U.S. apartment construction activity is at its lowest point in nearly a decade.
Just over two years ago, apartment construction volumes were at a record high, peaking at over 1.1 million units underway at the end of 1st quarter 2023.
Following that apex, building volumes have come down every quarter, as properties wrapped up construction and permitting waned. At the end of 2nd quarter 2025, just over 542,800 units were under construction across the U.S., according to data from RealPage Market Analytics. That was the smallest apartment construction figure the nation has seen since 3rd quarter 2015.

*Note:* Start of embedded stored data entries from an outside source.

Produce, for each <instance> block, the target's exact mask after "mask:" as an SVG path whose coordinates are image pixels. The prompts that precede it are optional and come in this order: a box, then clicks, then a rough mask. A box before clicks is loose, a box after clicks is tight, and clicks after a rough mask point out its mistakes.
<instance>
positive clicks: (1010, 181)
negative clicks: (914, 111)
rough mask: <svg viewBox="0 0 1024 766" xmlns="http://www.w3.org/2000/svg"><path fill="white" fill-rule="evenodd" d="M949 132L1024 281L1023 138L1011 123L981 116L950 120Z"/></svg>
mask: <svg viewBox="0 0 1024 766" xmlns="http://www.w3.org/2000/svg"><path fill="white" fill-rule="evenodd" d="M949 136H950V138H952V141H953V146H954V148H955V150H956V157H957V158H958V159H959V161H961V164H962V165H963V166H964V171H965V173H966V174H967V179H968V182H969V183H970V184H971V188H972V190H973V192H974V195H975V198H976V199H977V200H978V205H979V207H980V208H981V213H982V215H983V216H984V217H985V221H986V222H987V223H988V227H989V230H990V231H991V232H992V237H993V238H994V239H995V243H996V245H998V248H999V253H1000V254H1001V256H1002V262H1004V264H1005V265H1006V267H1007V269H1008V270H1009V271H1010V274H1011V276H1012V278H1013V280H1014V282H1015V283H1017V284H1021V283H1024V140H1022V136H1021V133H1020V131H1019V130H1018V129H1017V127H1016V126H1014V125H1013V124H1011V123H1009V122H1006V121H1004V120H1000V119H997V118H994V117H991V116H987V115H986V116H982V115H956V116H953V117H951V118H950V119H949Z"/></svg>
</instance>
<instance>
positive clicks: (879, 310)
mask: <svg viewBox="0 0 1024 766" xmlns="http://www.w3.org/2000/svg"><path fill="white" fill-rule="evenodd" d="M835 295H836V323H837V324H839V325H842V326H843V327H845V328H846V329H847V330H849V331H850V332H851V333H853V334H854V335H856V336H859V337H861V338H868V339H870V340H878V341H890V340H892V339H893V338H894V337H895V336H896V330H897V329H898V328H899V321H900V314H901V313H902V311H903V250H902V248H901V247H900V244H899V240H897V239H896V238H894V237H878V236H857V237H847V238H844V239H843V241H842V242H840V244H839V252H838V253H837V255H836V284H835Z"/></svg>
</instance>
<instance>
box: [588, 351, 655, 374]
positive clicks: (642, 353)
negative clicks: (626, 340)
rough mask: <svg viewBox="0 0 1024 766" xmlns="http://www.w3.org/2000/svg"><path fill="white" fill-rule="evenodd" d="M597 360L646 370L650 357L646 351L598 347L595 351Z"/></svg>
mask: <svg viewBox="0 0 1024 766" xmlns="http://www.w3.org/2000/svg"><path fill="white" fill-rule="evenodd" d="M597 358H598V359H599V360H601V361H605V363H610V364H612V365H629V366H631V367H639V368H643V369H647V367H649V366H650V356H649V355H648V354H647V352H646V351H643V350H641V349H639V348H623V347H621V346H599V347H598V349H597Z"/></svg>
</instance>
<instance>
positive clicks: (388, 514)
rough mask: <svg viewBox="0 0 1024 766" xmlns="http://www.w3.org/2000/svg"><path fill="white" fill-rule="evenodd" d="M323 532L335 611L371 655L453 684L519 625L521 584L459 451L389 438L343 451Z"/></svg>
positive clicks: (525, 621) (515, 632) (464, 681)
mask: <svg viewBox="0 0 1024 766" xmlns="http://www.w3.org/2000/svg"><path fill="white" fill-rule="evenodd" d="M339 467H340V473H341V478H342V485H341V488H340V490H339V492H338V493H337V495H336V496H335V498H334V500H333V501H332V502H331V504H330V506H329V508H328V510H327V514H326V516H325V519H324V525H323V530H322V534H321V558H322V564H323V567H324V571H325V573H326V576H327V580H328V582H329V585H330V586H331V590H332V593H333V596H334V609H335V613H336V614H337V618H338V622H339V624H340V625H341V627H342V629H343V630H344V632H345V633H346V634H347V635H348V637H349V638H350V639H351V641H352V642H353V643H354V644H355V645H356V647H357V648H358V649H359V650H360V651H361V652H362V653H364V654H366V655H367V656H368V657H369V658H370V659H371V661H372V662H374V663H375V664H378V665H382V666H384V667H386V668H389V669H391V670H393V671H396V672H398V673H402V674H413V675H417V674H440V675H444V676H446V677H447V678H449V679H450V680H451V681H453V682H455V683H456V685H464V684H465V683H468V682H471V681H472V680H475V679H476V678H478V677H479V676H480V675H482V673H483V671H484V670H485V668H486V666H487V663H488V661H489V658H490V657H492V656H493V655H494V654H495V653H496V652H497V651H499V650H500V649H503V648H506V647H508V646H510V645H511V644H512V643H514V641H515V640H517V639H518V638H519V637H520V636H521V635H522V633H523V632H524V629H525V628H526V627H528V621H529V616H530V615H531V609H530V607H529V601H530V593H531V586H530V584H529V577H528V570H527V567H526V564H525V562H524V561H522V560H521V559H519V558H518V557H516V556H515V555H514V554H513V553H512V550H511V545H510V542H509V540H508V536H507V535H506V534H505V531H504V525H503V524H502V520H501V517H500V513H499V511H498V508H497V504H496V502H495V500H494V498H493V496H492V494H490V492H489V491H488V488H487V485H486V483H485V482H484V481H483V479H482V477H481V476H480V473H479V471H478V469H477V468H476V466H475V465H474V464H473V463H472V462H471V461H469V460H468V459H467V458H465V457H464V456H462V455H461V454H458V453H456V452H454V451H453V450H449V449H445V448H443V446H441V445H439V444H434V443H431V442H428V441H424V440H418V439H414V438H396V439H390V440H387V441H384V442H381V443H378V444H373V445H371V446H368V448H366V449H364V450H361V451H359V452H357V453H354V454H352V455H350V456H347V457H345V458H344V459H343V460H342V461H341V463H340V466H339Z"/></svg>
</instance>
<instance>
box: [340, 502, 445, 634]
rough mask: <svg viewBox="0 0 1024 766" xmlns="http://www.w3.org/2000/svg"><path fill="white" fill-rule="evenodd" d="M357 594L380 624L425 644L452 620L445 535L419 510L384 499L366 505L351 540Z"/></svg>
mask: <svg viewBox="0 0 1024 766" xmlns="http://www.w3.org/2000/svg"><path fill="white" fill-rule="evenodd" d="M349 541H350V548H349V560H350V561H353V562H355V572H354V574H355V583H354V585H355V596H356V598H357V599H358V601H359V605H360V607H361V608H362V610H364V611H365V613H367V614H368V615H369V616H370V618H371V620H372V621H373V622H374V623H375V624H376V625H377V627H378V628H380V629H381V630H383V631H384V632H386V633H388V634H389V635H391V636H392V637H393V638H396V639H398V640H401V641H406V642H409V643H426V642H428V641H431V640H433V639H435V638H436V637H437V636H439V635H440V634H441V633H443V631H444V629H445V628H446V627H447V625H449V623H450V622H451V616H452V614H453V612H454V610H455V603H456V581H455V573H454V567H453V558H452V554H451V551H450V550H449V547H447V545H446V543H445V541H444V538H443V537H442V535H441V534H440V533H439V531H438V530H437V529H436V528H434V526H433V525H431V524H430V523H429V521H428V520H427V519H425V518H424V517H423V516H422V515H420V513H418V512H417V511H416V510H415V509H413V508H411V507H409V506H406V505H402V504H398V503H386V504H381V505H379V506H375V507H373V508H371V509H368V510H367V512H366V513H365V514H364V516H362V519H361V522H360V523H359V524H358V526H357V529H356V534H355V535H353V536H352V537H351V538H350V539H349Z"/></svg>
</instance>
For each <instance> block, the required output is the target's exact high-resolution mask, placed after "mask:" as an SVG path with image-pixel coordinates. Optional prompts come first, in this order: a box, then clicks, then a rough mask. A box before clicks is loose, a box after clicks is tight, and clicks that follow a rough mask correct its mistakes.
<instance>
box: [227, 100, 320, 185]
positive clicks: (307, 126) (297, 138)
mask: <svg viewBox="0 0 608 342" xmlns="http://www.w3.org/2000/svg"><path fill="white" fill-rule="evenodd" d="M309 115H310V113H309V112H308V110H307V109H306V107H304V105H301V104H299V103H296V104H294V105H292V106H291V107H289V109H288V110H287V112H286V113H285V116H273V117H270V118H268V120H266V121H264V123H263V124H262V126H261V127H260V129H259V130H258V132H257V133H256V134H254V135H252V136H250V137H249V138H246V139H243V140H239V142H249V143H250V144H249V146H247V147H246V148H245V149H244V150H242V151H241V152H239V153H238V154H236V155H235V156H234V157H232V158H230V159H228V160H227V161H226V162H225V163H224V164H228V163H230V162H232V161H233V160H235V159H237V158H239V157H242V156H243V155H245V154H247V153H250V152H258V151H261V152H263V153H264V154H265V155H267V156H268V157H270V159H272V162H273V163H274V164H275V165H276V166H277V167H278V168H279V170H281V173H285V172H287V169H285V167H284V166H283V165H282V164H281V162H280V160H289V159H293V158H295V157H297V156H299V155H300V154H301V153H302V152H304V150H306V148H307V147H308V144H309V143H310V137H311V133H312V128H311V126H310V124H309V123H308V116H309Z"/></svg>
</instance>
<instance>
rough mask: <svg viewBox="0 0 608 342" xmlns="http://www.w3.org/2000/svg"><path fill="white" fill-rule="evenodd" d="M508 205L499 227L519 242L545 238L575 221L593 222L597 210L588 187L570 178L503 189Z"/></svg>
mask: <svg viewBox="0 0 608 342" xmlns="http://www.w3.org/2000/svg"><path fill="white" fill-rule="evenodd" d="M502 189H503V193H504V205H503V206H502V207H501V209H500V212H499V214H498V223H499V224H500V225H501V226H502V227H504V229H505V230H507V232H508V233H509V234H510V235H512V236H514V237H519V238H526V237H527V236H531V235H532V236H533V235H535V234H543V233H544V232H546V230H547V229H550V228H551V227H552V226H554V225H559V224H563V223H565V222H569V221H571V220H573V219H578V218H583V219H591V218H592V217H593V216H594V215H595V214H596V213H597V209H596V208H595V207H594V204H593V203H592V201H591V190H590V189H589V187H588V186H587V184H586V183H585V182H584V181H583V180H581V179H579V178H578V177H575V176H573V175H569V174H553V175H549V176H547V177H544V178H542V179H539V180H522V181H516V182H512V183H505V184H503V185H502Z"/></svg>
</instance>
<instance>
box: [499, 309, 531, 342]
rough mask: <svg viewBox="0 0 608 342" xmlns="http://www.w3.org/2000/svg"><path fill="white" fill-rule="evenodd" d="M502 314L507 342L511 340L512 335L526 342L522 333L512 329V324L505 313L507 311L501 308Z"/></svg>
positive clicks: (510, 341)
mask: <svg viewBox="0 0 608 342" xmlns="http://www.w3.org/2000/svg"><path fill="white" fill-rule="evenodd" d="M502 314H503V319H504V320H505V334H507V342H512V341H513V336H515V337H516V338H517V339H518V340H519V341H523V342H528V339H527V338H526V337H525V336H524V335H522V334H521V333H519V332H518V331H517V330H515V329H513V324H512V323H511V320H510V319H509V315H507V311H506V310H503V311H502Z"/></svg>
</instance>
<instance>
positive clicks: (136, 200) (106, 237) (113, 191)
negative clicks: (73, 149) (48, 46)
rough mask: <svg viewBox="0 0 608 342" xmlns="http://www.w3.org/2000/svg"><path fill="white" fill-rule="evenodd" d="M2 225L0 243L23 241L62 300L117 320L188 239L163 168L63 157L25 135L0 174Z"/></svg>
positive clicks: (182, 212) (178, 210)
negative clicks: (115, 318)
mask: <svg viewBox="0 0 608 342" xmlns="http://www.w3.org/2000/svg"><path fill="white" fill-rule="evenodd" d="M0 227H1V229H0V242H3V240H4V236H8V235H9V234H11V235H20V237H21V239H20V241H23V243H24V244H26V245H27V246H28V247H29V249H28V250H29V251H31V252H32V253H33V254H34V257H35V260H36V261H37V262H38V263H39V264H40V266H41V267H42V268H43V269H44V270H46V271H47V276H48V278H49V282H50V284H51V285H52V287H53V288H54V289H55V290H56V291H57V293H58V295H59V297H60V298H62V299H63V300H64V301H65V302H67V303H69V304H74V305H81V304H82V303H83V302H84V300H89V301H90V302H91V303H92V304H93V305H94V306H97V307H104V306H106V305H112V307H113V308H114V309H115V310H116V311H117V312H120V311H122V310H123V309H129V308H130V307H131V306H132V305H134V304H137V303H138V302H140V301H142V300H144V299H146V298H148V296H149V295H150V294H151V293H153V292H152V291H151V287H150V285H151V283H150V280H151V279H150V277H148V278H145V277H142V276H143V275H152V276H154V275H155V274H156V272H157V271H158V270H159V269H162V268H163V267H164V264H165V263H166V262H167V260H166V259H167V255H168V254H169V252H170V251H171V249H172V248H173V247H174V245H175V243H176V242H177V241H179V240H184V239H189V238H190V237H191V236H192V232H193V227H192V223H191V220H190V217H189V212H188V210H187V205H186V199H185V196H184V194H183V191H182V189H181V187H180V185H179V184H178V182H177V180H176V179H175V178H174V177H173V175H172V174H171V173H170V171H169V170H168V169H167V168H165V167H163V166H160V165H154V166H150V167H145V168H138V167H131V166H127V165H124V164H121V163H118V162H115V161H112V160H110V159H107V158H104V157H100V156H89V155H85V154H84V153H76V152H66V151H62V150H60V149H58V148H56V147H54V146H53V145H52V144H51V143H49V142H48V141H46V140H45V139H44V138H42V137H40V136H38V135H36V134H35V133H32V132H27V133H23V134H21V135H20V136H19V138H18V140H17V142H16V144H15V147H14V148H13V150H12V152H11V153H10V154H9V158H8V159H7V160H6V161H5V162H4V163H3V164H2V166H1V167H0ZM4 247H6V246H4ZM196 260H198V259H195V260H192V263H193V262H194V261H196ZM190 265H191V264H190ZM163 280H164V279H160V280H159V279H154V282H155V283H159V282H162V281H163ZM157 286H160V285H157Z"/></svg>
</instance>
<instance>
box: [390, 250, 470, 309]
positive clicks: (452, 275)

Just in the past year, nationwide apartment construction activity fell by nearly 320,000 units. That was a 37% decrease from 2nd quarter 2024’s volume. Of the stock underway at the end of 2nd quarter 2025, roughly 354,000 units are scheduled to complete in the coming year.
Not surprisingly, Austin is the apartment market that has seen the deepest drop off in construction activity in the past year. Roughly 18,000 units were under construction in Austin at the end of 2nd quarter, which was less than half the volume of units underway just one year ago.
Other markets to see volumes come down notably in the past year include Phoenix, Atlanta, Dallas and New York. In those markets, construction activity came down by about 14,000 to 17,000 units year-over-year.
On a relative basis, there were a handful of markets that have seen construction drop by more than 60% over the past year. Those were mostly West Coast markets like San Jose, Oakland and Portland, but Midwest market Indianapolis was also included in that list. Denver came close to that cutoff, with construction falling 58% year-over-year.
At the end of 2nd quarter 2025, the markets with the biggest volumes of apartments underway included New York, Dallas, Phoenix, Newark and Los Angeles. All of those markets have seen construction activity fade, but the deepest decline was in Phoenix, where developers are building 35.4% fewer units than they were just one year ago.
On the other hand, a small group of markets – Cincinnati, Richmond and West Palm Beach – are seeing construction activity increase. These markets all had construction numbers that have bumped up slightly from last year’s pace.